La Cour Constitutionnelle continue à rendre des arrêts dans le cadre des contentieux des élections législatives nationales en République Démocratique du Congo. Les derniers arrêts ont été rendus dans la soirée de lundi 10 juin 2019.
A travers ces arrêts, la Cour Constitutionnelle a invalidé 33 députés nationaux parmi lesquels 23 de la coalition Lamuka. Ces arrêts ont suscité mille et une réactions non seulement dans la classe politique, le monde intellectuel ainsi que dans les bases respectives des députés invalidés.
Pour le constitutionnaliste et professeur de Droit à l’Université de Kinshasa André Mbata, ces arrêts sont contraires à la loi et à la Constitution car ils ont été rendus plus de deux mois après l’expiration du délai endéans duquel ils devraient être rendus.
Dans un entretien avec Radio Maendeleo, jeudi 13 juin 2019, il estime que, sur base de cela, ces arrêts ne devraient pas être exécutés.
« dans ce dossier des arrêts de la Cour Constitutionnelle je suis déjà intervenu plus d’une fois. Déjà au mois de Mai je m’étais prononcé en disant que la Cour Constitutionnelle, comme le veut la Constitution, devait rendre ses arrêts en matière des contentieux des élections législatives dans deux mois. Le constituant fixe le délai de deux mois et au cours duquel la Cour doit épuiser les contentieux en matière des contentieux des élections législatives. Et si les calculs sont bons, la Cour devrait avoir clôturé ce travail. S’il faut faire une lecture attentive de la Constitution, personnellement je serais contre l’application de tels arrêts parce qu’ils sont rendus en dehors du délai légal. L’article premier de la Constitution dit que la République Démocratique du Congo, notre pays, est un Etat de Droit. Un Etat de droit est un Etat dans lequel tout le monde est soumis à la loi. La Cour Constitutionnelle elle-même n’est pas au-dessus de la loi. La Cour Constitutionnelle doit se conformer à la loi. Nous sommes donc dans une situation malheureuse et scandaleuse.
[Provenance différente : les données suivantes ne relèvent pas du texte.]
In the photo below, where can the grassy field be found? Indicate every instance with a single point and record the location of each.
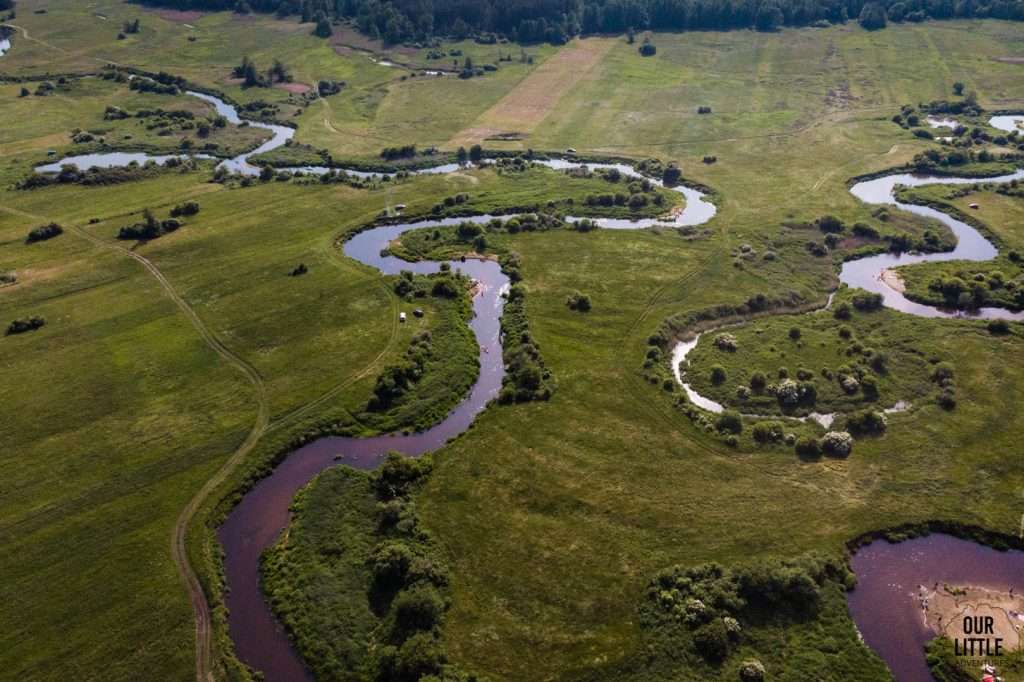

Et si vous demandez un avis personnel, je vous dirai que ces arrêts violent la loi, ces arrêts violent la Constitution et ces arrêts ne devraient pas être appliqués par qu’ils ont été prononcés hors des délais prévus par la loi elle-même », argumente Mbata avant de poursuivre en disant que la Cour Constitutionnelle ne donne aucun exemple aux autres juridictions «… imaginez-vous, par exemple, qu’il n’y a plus de délai et que le Tribunal de Grande Instance de Bukavu prenne une affaire en délibéré et prononcer un jugement dans cinq mois, c’est inacceptable. Je pense que le Président de la République qui a fait de l’Etat de droit son cheval de bataille doit bien regarder cet état de chose. La Cour Constitutionnelle doit être la première à prêcher par l’exemple…».
Le Professeur André Mbata appelle par ailleurs les congolais à ne pas baisser les bras mais de se lever et continuer à combattre pour l’avènement d’un véritable Etat de droit démocratique en République Démocratique du Congo.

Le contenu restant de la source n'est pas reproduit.